What happens when you splice together the killer-couple kicks of Bonnie and Clyde and Natural Born Killers with the ritualistic depravity of torture porn offerings like Hostel and Saw? I’m not really sure who — if anyone — was looking for an answer to that particular question, but that didn’t stop Scavenger Killers from going to extreme lengths to provide one. Unfortunately, this low-budget slasher flick/wannabe satire is entirely too clumsy and non-committal in its tone to pull it off.
The Killers at the center of this movie are a sanctimonious judge (Robert Bogue) and a buxom defense attorney named Clara Lovering (Rachael Robbins) who doubles as his lover/accomplice. Ordinarily, I wouldn’t mention a character’s, ahem, physical attributes while relaying the plot of a film, but I mention it here for two reasons. Firstly, Robbins’ IMDb page features credits like Bikini Bloodbath Car Wash and Vampire Lesbian Kickboxers (I wish I was making this up); so I have a feeling she knows exactly where her bread is buttered. More importantly, all of Scavenger Killers plays out as if it were written by a particularly immature and debauched 13 year old boy.
The credited screenwriters are actually Robbins and Ken Del Vecchio, who is also one of the film’s producers and co-stars as the mute, brilliant, wheelchair-bound FBI Agent Truman. (Del Vecchio is a grown man, so we’ll have to discard the potential excuse that this movie was conceived by a hyperactive teen.) As Truman tries to deduce the identity of the Scavenger Killers — who use a different, deranged murder method each time — a different FBI agent named Dewayne (Dustin Diamond…wait, what?!) uses his psychic powers(!) to conduct a separate investigation. Did I mention that Agent Dewayne also suffers from Tourette syndrome, or that Truman and Dewayne’s supervisor is played by the unendingly shameless Eric Roberts? Or how about the fact that the only way Agent Dewayne can channel his psychic powers is by fondling a large black woman (Thea Vidale), who is apparently employed by the FBI just so she can sit around and be fondled by
“We’re having some fun! Relax! You’re getting too heady.”
Based on the last few sentences I wrote, Scavenger Killers is obviously not meant to be taken entirely — or even mostly — seriously. The film does stumble into a few genuinely amusing bits, like the phony, off-color sign language Del Vecchio uses as Agent Truman or having a character bludgeon another one with a severed head. And there’s certainly precedent for combining laughs with stomach-turning violence; just look at the early work of a couple of guys named Sam Raimi and Peter Jackson. The problem here — besides the fact that there’s no palpable, inspired joy to the sick zaniness here — is that the balance is completely thrown out of whack by hapless, amateurish filmmaking.
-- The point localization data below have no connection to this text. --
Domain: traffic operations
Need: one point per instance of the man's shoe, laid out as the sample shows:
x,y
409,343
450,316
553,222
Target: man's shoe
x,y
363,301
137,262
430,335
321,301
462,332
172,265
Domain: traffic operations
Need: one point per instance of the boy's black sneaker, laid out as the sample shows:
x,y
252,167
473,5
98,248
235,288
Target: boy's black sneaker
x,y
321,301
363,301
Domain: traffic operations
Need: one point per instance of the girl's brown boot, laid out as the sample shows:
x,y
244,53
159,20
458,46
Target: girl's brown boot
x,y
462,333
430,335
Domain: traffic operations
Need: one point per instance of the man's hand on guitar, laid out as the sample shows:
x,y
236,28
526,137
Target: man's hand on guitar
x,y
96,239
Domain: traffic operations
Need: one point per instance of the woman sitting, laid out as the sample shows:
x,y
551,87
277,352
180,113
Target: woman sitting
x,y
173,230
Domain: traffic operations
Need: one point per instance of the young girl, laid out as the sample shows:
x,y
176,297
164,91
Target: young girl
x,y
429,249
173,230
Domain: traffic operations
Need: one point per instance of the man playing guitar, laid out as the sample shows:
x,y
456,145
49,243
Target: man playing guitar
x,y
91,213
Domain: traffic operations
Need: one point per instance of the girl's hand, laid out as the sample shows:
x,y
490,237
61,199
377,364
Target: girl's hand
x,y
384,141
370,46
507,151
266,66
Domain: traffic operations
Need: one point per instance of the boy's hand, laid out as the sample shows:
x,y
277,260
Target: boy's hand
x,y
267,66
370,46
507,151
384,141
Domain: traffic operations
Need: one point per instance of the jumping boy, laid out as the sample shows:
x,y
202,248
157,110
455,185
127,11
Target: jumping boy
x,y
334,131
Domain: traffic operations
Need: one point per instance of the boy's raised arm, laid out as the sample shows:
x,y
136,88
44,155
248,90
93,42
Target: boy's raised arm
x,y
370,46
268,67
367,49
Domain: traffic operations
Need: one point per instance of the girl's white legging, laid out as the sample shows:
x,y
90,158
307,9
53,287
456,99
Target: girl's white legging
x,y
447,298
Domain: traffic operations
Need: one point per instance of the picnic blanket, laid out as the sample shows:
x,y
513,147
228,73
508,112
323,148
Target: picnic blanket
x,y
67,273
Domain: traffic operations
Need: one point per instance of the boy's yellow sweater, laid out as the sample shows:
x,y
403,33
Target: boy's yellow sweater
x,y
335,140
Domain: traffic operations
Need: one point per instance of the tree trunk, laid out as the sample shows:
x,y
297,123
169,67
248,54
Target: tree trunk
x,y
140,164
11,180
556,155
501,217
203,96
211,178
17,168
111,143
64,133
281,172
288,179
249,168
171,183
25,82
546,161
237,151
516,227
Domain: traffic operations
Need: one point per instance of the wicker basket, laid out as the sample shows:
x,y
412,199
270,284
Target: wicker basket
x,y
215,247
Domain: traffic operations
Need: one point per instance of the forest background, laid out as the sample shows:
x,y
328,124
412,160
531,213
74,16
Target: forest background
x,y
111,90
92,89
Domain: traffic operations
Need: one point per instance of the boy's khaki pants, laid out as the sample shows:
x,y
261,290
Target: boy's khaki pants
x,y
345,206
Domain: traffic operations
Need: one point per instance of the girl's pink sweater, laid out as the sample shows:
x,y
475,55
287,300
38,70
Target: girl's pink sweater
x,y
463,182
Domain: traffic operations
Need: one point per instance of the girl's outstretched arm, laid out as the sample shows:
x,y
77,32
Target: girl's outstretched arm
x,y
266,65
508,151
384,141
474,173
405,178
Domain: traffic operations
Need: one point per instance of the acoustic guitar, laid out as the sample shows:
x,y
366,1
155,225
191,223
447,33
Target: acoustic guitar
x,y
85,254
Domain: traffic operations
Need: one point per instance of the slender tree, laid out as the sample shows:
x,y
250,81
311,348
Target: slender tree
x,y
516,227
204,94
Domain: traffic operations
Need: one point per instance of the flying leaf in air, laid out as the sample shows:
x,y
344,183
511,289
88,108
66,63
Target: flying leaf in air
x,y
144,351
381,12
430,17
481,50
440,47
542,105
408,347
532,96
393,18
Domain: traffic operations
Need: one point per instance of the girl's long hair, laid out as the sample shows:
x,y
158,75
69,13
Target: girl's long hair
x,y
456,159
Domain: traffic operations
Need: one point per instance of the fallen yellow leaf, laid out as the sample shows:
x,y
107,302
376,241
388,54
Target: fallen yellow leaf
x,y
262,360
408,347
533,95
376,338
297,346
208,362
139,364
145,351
I’m deliberately stopping *just* short of using the word “incompetent” because director Dylan Bank uses some of the practical gore effects reasonably well and comes up with a few nifty shots, including a throwback, POV kill. Instead, the issue lies with scenes that drag on way too long and killings that are equal parts tedious and nasty. Whereas the Saw and Hostel films had a demented flair, Scavenger Killers — due to its lo-fi production and (more crucially) reprehensible characters/subject matter — is flat-out unpleasant to watch.
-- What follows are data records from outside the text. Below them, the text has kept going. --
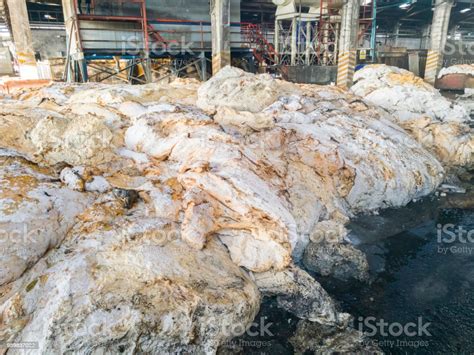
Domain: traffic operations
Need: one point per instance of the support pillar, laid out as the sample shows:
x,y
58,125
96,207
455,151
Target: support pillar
x,y
22,38
439,32
294,40
309,43
75,55
220,21
277,41
348,44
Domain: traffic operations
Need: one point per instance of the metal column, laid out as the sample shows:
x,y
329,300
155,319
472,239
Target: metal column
x,y
439,32
348,44
220,21
22,38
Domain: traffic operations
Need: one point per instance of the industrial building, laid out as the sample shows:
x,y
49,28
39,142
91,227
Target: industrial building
x,y
236,177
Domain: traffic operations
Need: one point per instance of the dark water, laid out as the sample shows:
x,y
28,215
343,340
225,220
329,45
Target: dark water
x,y
422,276
419,275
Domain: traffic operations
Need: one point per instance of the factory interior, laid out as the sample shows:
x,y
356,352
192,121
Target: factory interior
x,y
236,176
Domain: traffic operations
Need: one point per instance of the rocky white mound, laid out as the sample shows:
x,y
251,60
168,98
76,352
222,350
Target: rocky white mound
x,y
467,69
439,124
189,203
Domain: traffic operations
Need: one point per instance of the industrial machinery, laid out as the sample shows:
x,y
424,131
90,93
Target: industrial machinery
x,y
307,31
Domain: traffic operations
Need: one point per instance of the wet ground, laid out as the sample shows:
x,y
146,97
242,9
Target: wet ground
x,y
421,296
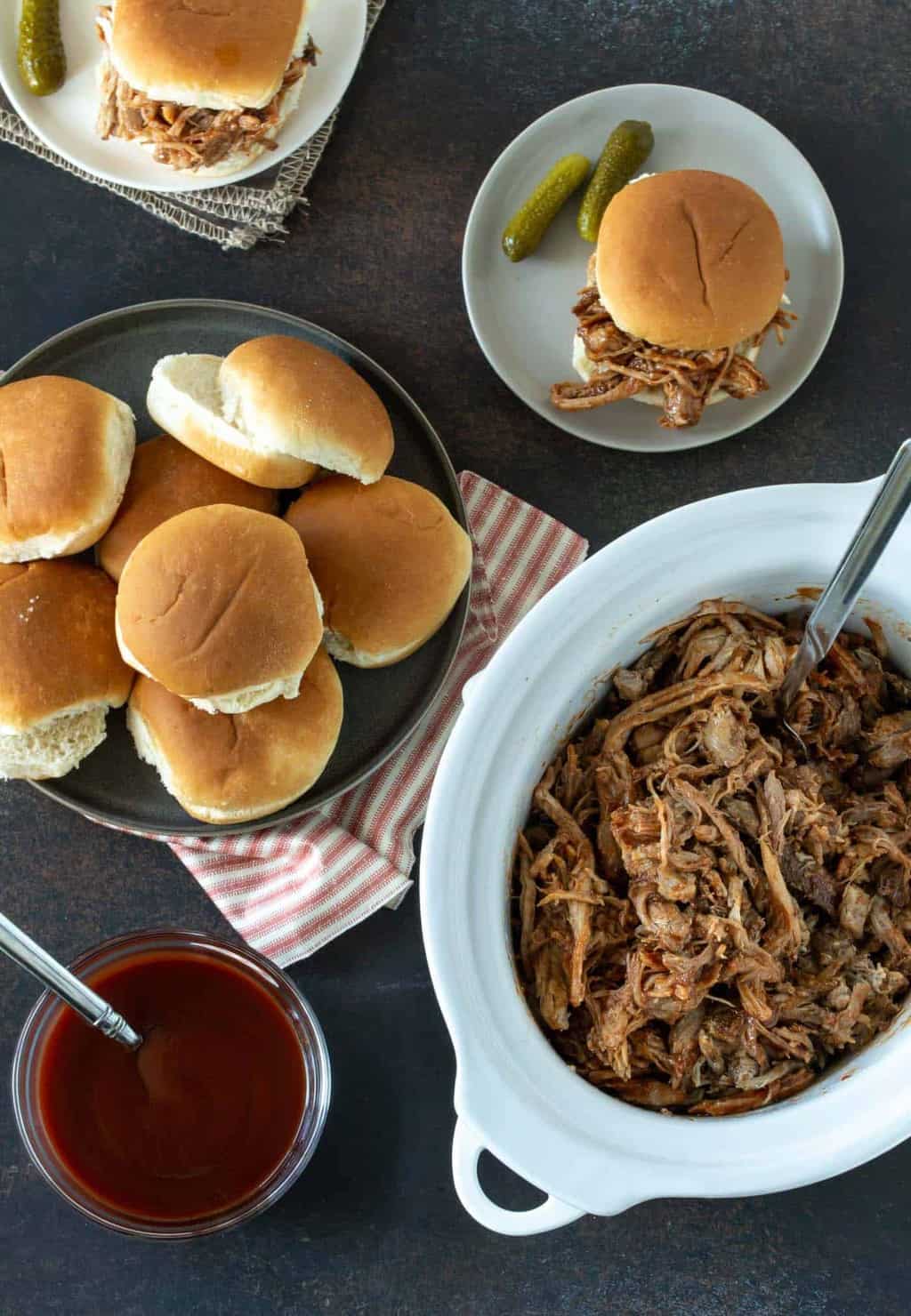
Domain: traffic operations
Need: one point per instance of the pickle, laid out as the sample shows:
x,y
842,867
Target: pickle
x,y
625,150
41,57
534,217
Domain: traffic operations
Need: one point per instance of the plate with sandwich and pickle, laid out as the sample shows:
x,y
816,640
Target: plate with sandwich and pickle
x,y
175,98
233,567
652,244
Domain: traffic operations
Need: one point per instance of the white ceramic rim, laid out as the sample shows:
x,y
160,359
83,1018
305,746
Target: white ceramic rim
x,y
301,125
499,1103
664,441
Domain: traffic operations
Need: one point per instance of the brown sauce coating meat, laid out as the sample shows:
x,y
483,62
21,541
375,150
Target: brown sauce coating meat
x,y
688,378
703,920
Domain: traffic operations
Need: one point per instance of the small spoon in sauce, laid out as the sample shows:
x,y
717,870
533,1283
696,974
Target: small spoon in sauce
x,y
840,595
28,954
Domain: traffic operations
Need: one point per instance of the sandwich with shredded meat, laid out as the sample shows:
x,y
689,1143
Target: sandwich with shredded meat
x,y
705,920
686,283
205,87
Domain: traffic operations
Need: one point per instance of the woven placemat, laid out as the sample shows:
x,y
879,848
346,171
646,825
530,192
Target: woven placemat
x,y
235,216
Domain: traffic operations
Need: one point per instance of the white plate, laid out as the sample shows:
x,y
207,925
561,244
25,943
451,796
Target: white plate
x,y
66,120
521,316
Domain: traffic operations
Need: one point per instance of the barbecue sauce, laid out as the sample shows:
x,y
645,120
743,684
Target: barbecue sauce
x,y
197,1119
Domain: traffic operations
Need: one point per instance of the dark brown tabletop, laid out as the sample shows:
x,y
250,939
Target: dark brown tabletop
x,y
374,1225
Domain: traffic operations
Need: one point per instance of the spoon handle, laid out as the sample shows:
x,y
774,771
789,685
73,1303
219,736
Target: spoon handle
x,y
98,1012
834,605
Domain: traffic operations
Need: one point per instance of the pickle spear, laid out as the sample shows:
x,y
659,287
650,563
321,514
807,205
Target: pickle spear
x,y
625,150
534,217
40,55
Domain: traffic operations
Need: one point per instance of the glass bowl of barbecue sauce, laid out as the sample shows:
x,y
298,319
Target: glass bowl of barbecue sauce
x,y
203,1127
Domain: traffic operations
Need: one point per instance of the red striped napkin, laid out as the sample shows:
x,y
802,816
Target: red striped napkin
x,y
291,888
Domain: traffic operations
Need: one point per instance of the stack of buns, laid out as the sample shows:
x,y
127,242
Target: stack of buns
x,y
222,614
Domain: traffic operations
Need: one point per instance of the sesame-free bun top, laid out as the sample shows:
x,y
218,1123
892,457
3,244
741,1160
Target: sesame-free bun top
x,y
389,559
217,54
217,605
690,260
58,653
309,403
166,479
230,769
65,455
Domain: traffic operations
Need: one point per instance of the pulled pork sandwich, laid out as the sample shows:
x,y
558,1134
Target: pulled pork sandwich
x,y
705,920
686,282
205,87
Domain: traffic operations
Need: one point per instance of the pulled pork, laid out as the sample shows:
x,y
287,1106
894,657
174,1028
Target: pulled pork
x,y
627,365
703,920
187,136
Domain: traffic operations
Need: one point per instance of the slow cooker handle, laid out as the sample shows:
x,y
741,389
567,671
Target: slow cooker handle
x,y
466,1153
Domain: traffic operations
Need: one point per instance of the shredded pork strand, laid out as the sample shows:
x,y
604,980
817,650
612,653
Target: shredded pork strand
x,y
625,366
703,920
187,136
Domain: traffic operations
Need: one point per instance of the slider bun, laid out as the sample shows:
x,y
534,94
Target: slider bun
x,y
60,668
690,260
220,55
217,605
65,455
228,769
389,561
276,400
184,399
166,479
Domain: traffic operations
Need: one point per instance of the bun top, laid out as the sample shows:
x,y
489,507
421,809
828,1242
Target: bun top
x,y
235,766
389,561
217,600
57,458
166,479
58,650
219,54
690,260
303,400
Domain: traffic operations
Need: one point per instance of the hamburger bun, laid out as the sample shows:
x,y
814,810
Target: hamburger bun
x,y
690,260
389,561
232,769
60,668
225,55
217,605
273,411
65,455
166,479
184,399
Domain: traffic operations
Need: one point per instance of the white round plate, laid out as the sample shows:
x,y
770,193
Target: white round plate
x,y
521,313
66,120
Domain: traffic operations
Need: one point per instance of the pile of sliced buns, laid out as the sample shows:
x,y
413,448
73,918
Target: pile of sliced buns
x,y
208,612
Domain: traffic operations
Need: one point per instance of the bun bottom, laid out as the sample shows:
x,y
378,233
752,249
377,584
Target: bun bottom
x,y
589,370
52,748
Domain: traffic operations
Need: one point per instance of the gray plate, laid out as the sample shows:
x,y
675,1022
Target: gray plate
x,y
520,313
116,351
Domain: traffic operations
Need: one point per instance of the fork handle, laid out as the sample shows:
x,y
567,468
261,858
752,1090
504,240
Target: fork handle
x,y
836,602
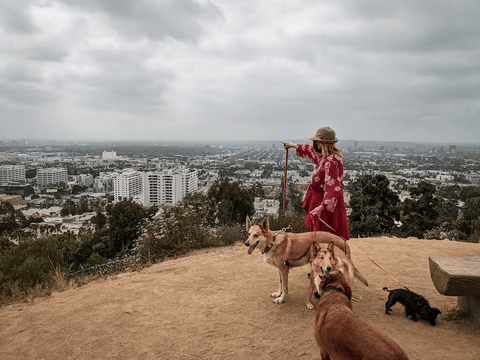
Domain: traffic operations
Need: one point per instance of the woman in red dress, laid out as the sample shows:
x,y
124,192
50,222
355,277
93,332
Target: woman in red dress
x,y
324,203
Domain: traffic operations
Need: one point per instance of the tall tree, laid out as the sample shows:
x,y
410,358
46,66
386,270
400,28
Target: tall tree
x,y
233,202
374,206
125,221
419,213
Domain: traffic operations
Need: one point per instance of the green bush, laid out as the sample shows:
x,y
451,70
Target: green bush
x,y
175,233
28,264
95,259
It’s too bad because Bogue (best known for his role on daytime soap Guiding Light) gives a delirious, go-for-broke performance that belongs in a better movie. He carries his scenes with Robbins, whose acting — along with almost everyone else in the cast — can best be described as “porn-y.” The exceptions include Roberts, who looks as amused to find himself in a movie this bad as we are to see him here. A long time ago
in a galaxy, far, far away, Roberts was nominated for an Academy Award for his work in Runaway Train; so no matter how many terrible movies he cranks out, he’ll forever be “Oscar nominee Eric Roberts.” Speaking of Oscar nominees cranking out terrible movies, Scavenger Killers also managed to snag Charles Durning (in one of his final roles before his 2012 death) and Robert Loggia (as a doctor/serial killer targeted by the titular couple when the movie briefly threatened to become interesting).
Given that the FBI agents are either presented as condescending jerks (Truman) or bumbling morons (Dewayne), it stands to reason that Scavenger Killers wants us to be rooting for these murderers who torture and violate people at random. (Judge Limone and Clara select their victims by occupation, which leads to the killing of a “waitress”, “cowboy”, and — in the most demeaning sequence of them all — a “girl rock band.”) I have no doubt there are people out there who’ll get a kick out of this particular brand of shlock. I also won’t be surprised if some of those people end up cheering on the Scavenger Killers. Personally, I was just rooting for the 102 minutes to fly by as quickly as possible.